Next Financial to Refund $500,000 to Customers, Pay $100,000 Fine

Feb 13
2020

Next Financial Group Inc. of Houston agreed to refund $500,000 to customers of a former Texas agent who for five years moved clients in and out of high-cost mutual funds to generate commissions.

Next Financial Group also paid a $100,000 fine to the State of Texas for failing to properly supervise the agent, who worked for the brokerage from 2007 until Sept. 27, 2019. He is no longer registered to sell securities in Texas.

The sanctions are part of a Disciplinary Order that Texas Securities Commissioner Travis J. Iles entered on Feb. 13.

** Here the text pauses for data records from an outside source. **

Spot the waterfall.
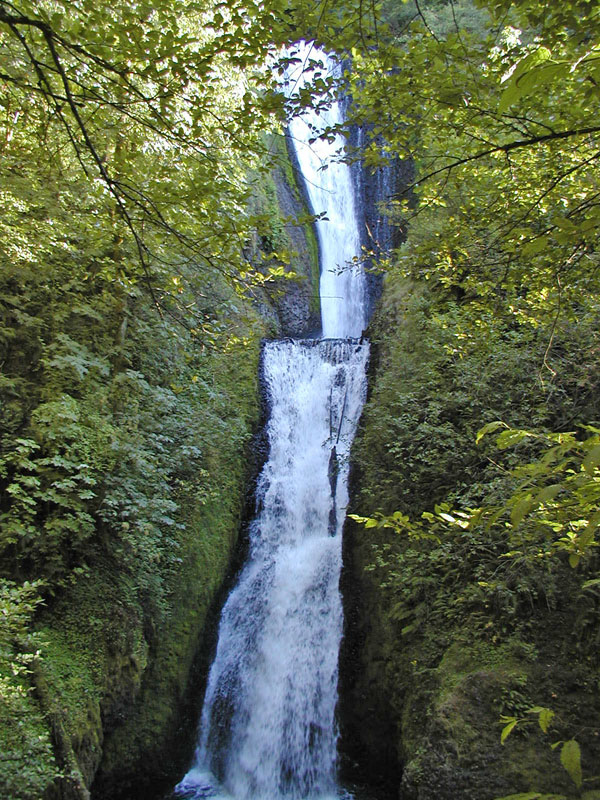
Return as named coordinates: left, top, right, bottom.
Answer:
left=176, top=46, right=368, bottom=800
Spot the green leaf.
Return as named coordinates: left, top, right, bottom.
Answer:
left=510, top=494, right=534, bottom=528
left=560, top=739, right=583, bottom=787
left=538, top=708, right=555, bottom=733
left=496, top=428, right=531, bottom=450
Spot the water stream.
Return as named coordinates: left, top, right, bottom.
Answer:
left=176, top=46, right=368, bottom=800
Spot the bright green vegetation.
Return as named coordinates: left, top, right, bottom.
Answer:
left=0, top=0, right=310, bottom=800
left=342, top=0, right=600, bottom=800
left=0, top=0, right=600, bottom=800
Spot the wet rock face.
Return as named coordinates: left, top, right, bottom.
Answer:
left=268, top=138, right=321, bottom=338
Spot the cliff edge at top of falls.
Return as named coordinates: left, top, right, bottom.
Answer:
left=340, top=277, right=600, bottom=800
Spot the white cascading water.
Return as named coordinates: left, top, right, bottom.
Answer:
left=176, top=46, right=368, bottom=800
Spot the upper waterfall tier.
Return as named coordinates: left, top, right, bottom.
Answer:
left=286, top=43, right=367, bottom=338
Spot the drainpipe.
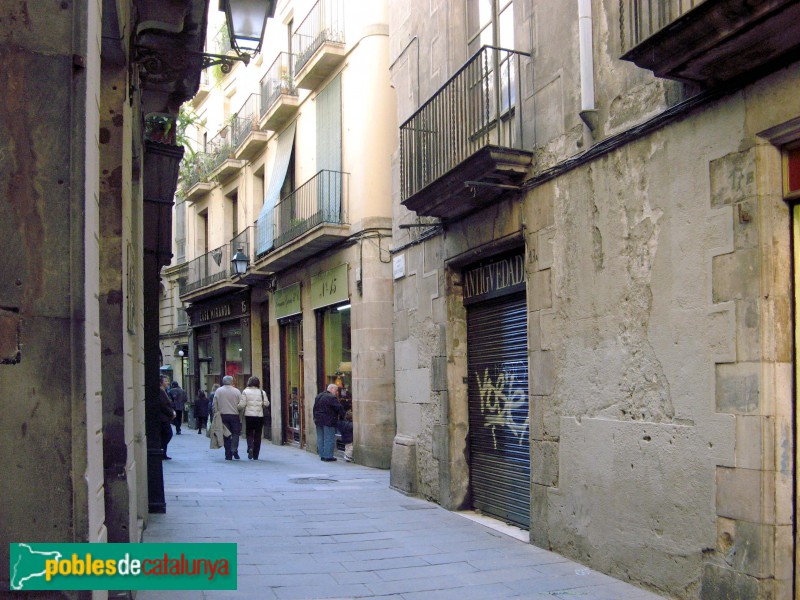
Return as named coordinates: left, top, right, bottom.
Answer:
left=578, top=0, right=597, bottom=132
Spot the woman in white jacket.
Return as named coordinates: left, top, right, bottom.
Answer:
left=239, top=377, right=269, bottom=460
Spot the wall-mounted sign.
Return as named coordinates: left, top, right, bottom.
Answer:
left=186, top=294, right=250, bottom=327
left=274, top=283, right=302, bottom=319
left=311, top=263, right=350, bottom=309
left=392, top=254, right=406, bottom=279
left=464, top=250, right=525, bottom=304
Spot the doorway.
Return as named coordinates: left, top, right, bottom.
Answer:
left=280, top=319, right=305, bottom=448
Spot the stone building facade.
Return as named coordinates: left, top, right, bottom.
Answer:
left=390, top=0, right=800, bottom=599
left=0, top=0, right=208, bottom=597
left=173, top=0, right=397, bottom=468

Next Financial Group will apportion the $500,000 to the former agent's customers based on the amount of mutual fund trading in their accounts during the five-year period.

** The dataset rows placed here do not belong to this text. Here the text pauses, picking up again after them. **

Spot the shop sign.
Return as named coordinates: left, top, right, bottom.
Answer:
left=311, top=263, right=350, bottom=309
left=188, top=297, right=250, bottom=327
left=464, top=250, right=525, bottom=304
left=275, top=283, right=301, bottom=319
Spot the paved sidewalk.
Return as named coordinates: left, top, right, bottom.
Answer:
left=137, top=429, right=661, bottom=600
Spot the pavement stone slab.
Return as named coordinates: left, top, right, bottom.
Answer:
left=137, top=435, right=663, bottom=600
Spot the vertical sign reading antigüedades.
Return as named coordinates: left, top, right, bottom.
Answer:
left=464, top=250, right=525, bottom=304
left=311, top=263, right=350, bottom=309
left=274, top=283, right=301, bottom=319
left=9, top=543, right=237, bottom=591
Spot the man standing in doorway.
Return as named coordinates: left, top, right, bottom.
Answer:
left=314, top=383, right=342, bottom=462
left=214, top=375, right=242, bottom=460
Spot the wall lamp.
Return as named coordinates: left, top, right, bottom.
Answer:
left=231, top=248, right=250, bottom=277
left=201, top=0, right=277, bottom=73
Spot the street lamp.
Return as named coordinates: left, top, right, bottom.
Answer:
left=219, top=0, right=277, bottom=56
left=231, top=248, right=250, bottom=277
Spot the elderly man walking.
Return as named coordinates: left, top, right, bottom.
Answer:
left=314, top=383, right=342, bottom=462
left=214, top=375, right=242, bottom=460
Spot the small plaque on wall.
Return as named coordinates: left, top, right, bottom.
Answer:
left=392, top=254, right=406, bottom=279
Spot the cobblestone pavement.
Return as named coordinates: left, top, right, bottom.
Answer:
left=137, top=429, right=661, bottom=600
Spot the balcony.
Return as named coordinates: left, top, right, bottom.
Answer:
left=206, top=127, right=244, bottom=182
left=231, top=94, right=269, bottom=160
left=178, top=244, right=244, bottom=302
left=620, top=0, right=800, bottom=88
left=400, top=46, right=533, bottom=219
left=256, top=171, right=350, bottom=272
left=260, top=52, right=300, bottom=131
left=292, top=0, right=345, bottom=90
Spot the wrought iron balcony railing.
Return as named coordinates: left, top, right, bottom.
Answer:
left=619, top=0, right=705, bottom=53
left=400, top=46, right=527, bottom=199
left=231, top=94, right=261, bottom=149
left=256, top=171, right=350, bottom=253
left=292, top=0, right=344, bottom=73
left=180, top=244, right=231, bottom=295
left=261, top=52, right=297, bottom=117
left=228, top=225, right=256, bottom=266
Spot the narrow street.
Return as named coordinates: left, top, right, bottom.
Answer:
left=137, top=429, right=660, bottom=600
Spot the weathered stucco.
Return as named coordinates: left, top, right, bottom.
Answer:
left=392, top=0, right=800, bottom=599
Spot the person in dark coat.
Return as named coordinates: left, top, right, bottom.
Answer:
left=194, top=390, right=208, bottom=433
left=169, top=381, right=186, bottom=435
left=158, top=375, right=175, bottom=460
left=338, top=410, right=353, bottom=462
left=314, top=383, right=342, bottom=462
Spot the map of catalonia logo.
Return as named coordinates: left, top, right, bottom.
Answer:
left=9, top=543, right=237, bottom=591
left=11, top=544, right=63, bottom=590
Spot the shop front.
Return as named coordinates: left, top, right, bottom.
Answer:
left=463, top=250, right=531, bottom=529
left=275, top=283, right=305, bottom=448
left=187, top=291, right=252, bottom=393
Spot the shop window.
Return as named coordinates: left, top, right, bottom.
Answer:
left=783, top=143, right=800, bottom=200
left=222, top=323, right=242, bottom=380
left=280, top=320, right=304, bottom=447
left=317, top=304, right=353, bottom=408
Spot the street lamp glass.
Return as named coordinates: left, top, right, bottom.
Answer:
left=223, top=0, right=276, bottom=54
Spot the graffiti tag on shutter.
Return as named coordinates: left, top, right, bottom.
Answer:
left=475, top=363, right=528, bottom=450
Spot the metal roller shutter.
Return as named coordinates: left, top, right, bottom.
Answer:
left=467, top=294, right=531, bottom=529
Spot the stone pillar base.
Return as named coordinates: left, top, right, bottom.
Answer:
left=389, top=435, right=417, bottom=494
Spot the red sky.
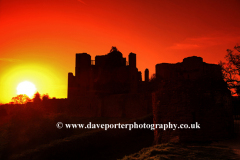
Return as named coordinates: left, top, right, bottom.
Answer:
left=0, top=0, right=240, bottom=103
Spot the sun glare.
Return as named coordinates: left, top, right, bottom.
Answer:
left=17, top=81, right=37, bottom=97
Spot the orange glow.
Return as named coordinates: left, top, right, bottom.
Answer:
left=0, top=0, right=240, bottom=103
left=17, top=81, right=37, bottom=98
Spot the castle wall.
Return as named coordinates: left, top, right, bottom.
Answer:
left=67, top=93, right=152, bottom=118
left=152, top=61, right=233, bottom=143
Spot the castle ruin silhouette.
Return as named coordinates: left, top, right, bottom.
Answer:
left=65, top=47, right=233, bottom=143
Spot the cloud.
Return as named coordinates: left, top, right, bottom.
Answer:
left=0, top=58, right=21, bottom=62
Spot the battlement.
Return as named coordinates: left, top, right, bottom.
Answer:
left=156, top=56, right=222, bottom=80
left=68, top=47, right=146, bottom=98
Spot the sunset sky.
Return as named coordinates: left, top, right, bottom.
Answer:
left=0, top=0, right=240, bottom=103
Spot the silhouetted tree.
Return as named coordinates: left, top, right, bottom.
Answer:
left=33, top=92, right=42, bottom=103
left=219, top=45, right=240, bottom=95
left=11, top=94, right=32, bottom=104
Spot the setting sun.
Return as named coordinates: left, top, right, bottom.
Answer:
left=17, top=81, right=37, bottom=97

From 2014 through 2018, the agent made hundreds of trades involving the Class A shares of mutual funds, which typically cost investors more than other mutual fund share classes because they carry an upfront sales charge of up to 5% or higher.

The charge, known as a front-end sales load, is paid to the broker as a commission.

The agent consistently bought and sold these high-cost mutual funds for clients, claiming it was part of a research-based mutual fund trading strategy.

Next Financial Group failed to rein in the agent even though it received hundreds of alerts from the regulatory system it had set up to detect mutual-fund switching.